The extradition hearing eventually took place between 15 and 18 Nov. 2022, and a judgment was handed down on 25 Jan. 2023 in which Gunn, finding no bars to extradition, ordered that the case be referred to the governor for consideration under the Extradition Act 2003.

On 23 March last year, the governor – at the time, Martyn Roper – made an order that Gonzalez be extradited to the US to stand trial for the offences which he is alleged to have committed in 2006 and 2007.

Extradition appeal hearing delayed again

Gonzalez’s appeal to the Grand Court, which has been put off several times, was fixed for 18 June 2024, but the chief magistrate was informed during Monday’s appearance that this had now been postponed until 16 Sept.

Gonzalez, in his argument, had asserted that Magistrate Gunn had erred when she ruled that the passage of time since the alleged offences had occurred was not a bar to extradition. He had also argued that she was wrong to rely on the evidence of a witness, which he said was not duly authenticated, through which she found he was a fugitive.

He also claimed Gunn erred in not holding that his extradition would be incompatible with the fair trial rights enshrined in the Human Rights Convention and the Cayman Islands Constitution Order, considering that the offences were allegedly committed some 17 years ago; he is now suffering from early onset dementia; and has been held in custody in these extradition proceedings for four years.

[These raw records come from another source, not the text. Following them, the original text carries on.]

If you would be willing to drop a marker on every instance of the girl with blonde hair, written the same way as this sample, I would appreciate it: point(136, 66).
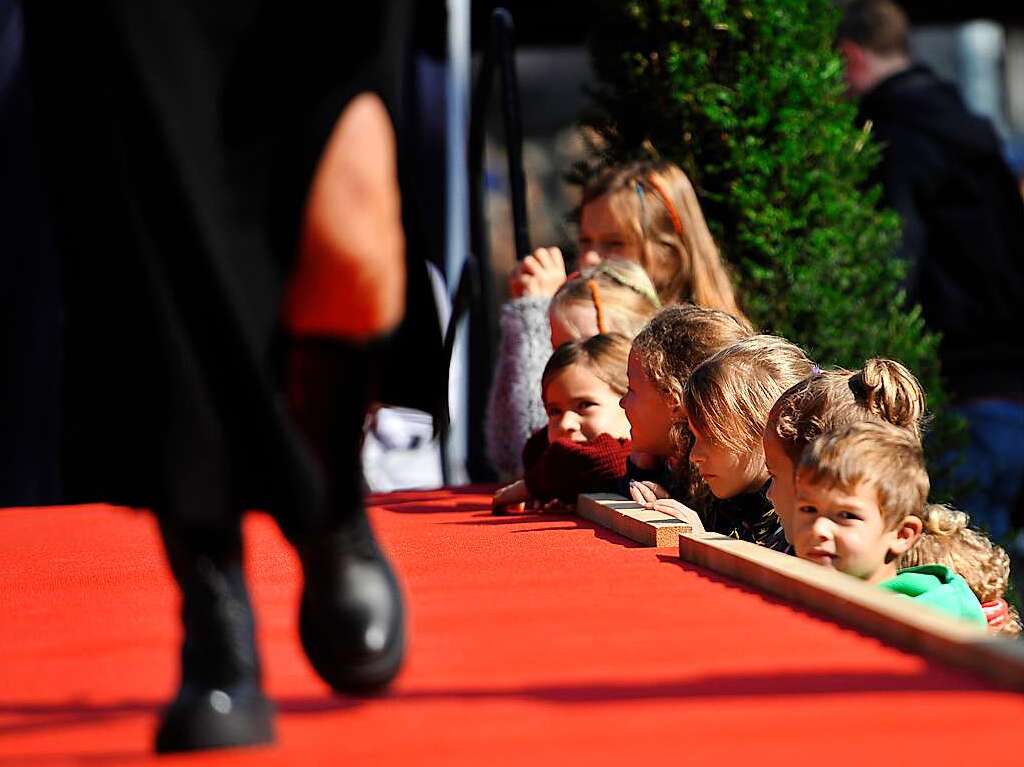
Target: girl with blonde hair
point(586, 442)
point(611, 297)
point(664, 354)
point(727, 400)
point(882, 390)
point(948, 540)
point(644, 212)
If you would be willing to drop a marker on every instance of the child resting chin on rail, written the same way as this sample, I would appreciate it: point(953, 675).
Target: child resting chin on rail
point(860, 498)
point(586, 442)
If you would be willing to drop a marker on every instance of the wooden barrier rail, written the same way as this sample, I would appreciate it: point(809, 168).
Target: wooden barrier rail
point(889, 616)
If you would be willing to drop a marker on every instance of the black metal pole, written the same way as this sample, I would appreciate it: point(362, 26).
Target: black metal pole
point(504, 36)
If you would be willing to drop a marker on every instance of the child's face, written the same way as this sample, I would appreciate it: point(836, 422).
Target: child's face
point(782, 491)
point(581, 407)
point(726, 473)
point(601, 235)
point(844, 529)
point(571, 322)
point(650, 412)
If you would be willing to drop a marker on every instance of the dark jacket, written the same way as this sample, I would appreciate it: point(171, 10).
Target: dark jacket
point(943, 171)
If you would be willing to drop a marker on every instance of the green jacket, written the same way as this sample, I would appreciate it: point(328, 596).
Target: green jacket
point(939, 588)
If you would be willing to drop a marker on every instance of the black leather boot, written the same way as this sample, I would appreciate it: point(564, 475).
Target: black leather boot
point(351, 619)
point(220, 702)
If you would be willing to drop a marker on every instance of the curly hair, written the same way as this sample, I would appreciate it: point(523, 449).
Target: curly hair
point(947, 539)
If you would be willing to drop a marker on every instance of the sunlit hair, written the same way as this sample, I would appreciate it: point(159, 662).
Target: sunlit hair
point(879, 26)
point(881, 455)
point(948, 540)
point(655, 205)
point(619, 291)
point(884, 389)
point(605, 355)
point(729, 396)
point(675, 342)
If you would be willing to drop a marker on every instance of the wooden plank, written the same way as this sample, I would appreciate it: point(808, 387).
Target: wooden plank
point(876, 611)
point(631, 519)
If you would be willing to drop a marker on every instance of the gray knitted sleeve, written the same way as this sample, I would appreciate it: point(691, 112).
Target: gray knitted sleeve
point(514, 408)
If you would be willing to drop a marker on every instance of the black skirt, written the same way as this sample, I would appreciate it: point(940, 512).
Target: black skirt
point(178, 139)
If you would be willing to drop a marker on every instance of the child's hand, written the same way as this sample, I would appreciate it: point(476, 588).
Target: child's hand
point(557, 507)
point(509, 497)
point(539, 274)
point(673, 508)
point(646, 461)
point(644, 492)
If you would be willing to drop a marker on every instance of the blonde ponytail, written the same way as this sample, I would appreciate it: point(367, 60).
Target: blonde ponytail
point(890, 391)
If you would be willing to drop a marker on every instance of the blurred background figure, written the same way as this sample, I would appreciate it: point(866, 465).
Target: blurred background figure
point(225, 193)
point(944, 171)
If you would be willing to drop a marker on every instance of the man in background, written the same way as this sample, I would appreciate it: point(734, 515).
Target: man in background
point(943, 171)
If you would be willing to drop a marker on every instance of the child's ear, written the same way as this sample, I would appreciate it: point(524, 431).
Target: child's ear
point(676, 409)
point(906, 535)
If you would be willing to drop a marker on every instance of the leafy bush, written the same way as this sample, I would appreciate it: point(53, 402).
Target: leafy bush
point(748, 97)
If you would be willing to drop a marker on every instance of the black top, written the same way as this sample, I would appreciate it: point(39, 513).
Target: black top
point(944, 173)
point(749, 516)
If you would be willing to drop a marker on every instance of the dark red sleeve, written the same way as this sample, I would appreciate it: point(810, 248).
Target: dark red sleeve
point(535, 448)
point(566, 468)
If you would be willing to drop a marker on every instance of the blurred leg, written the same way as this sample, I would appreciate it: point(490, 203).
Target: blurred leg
point(347, 293)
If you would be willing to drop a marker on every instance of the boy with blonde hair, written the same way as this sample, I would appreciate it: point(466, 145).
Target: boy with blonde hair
point(861, 494)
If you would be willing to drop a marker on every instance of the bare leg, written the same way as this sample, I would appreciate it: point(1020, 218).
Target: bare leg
point(347, 293)
point(350, 278)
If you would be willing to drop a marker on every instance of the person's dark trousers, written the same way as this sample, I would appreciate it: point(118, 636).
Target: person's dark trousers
point(220, 701)
point(351, 616)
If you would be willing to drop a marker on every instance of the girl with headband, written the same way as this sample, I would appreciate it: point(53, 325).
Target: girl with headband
point(645, 212)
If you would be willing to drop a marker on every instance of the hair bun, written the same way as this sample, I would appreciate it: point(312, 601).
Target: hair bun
point(943, 521)
point(890, 391)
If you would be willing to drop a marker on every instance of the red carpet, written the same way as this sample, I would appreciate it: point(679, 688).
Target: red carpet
point(535, 640)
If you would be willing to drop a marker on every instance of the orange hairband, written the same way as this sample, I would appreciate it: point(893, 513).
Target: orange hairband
point(663, 195)
point(595, 295)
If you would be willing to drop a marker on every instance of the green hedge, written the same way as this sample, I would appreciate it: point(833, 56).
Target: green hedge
point(748, 97)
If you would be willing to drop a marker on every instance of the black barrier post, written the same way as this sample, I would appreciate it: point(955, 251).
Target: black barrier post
point(476, 292)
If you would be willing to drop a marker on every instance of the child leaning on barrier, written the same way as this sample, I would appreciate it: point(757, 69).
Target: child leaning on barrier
point(646, 213)
point(860, 495)
point(614, 296)
point(883, 390)
point(663, 355)
point(585, 445)
point(727, 400)
point(972, 555)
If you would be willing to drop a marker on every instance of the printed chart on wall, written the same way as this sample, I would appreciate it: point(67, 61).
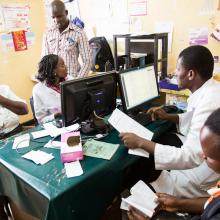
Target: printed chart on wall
point(109, 17)
point(71, 6)
point(15, 29)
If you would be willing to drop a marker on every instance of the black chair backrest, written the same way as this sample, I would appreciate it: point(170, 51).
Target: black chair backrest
point(102, 58)
point(32, 108)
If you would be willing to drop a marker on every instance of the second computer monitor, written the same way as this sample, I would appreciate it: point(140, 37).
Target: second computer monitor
point(138, 87)
point(81, 97)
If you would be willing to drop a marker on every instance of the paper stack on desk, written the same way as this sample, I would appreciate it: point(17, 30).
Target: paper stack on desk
point(72, 150)
point(38, 157)
point(99, 149)
point(141, 198)
point(123, 123)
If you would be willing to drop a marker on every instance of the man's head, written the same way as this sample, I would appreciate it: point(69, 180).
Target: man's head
point(59, 14)
point(51, 69)
point(210, 141)
point(194, 67)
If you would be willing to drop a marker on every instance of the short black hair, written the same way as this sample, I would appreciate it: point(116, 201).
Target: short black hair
point(59, 5)
point(198, 58)
point(46, 69)
point(213, 122)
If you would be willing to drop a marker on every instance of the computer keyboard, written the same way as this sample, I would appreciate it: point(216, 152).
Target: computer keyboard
point(142, 118)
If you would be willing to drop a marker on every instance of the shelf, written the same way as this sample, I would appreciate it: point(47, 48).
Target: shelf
point(150, 48)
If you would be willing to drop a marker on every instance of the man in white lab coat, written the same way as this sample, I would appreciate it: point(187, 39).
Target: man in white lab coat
point(189, 176)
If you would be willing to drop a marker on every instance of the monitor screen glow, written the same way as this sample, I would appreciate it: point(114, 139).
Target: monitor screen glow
point(138, 86)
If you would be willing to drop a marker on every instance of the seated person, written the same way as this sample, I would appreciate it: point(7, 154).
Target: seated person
point(10, 107)
point(189, 176)
point(210, 141)
point(46, 94)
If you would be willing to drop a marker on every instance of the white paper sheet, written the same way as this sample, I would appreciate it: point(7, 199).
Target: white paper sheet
point(123, 123)
point(39, 134)
point(54, 131)
point(73, 169)
point(21, 141)
point(142, 198)
point(38, 157)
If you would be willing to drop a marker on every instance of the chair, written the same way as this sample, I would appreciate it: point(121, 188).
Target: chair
point(102, 58)
point(33, 112)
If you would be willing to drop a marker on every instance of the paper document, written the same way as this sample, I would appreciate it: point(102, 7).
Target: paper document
point(123, 123)
point(99, 149)
point(54, 131)
point(39, 134)
point(38, 157)
point(141, 198)
point(73, 169)
point(21, 141)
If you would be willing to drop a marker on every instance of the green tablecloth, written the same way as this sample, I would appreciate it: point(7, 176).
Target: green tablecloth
point(45, 192)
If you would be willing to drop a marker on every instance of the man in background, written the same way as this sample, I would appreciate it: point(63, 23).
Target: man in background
point(68, 41)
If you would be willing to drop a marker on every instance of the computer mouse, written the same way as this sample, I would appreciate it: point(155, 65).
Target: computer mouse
point(59, 123)
point(170, 108)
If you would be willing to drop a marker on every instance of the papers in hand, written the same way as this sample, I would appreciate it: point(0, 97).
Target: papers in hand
point(54, 131)
point(142, 198)
point(123, 123)
point(21, 141)
point(99, 149)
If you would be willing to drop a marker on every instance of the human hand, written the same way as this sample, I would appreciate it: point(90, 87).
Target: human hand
point(58, 115)
point(157, 113)
point(131, 140)
point(167, 202)
point(134, 214)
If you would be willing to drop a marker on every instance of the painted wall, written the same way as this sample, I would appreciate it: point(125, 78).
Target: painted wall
point(185, 14)
point(16, 68)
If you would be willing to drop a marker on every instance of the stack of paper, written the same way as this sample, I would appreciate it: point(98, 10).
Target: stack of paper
point(73, 169)
point(123, 123)
point(54, 131)
point(38, 157)
point(72, 150)
point(99, 149)
point(21, 141)
point(142, 198)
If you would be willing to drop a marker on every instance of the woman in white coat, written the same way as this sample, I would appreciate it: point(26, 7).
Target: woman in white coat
point(46, 94)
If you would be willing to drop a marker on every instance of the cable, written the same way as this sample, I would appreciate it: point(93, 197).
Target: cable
point(97, 115)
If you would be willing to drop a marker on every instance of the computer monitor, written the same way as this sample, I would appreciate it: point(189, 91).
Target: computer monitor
point(80, 97)
point(138, 87)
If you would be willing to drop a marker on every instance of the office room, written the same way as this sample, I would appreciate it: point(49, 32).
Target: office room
point(109, 109)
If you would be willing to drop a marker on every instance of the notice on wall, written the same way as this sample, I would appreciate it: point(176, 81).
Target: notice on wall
point(16, 17)
point(138, 7)
point(19, 39)
point(165, 27)
point(2, 24)
point(207, 7)
point(198, 36)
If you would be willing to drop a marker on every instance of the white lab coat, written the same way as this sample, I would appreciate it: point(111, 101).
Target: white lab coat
point(8, 119)
point(194, 181)
point(47, 102)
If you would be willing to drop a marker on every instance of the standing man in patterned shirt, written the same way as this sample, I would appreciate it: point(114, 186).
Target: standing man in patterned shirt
point(68, 41)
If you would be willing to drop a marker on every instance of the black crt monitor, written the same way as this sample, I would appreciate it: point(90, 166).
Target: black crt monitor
point(81, 97)
point(138, 88)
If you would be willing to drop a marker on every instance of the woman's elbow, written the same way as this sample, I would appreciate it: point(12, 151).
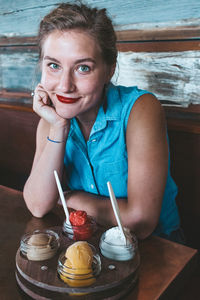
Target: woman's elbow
point(31, 205)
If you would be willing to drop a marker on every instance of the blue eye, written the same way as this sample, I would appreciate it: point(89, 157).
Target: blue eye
point(54, 66)
point(84, 68)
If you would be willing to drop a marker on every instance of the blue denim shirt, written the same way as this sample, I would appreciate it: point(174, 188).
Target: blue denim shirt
point(89, 165)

Ramsay-Hale, in her judgment, agreed with Solicitor General Reshma Sharma’s argument that the remedy of habeas corpus is precluded where there is a statutory right of appeal, and that Gonzalez’s only avenue of redress lay by way of an appeal under the Extradition Act.

The chief justice ruled that since the decision in this case had been made at an extradition hearing, it “is expressly subject to the right of appeal contained in section 116 [of the Extradition Act].”

She added, “It follows then that the application must be dismissed as the remedy the Applicant seeks is not available to him.”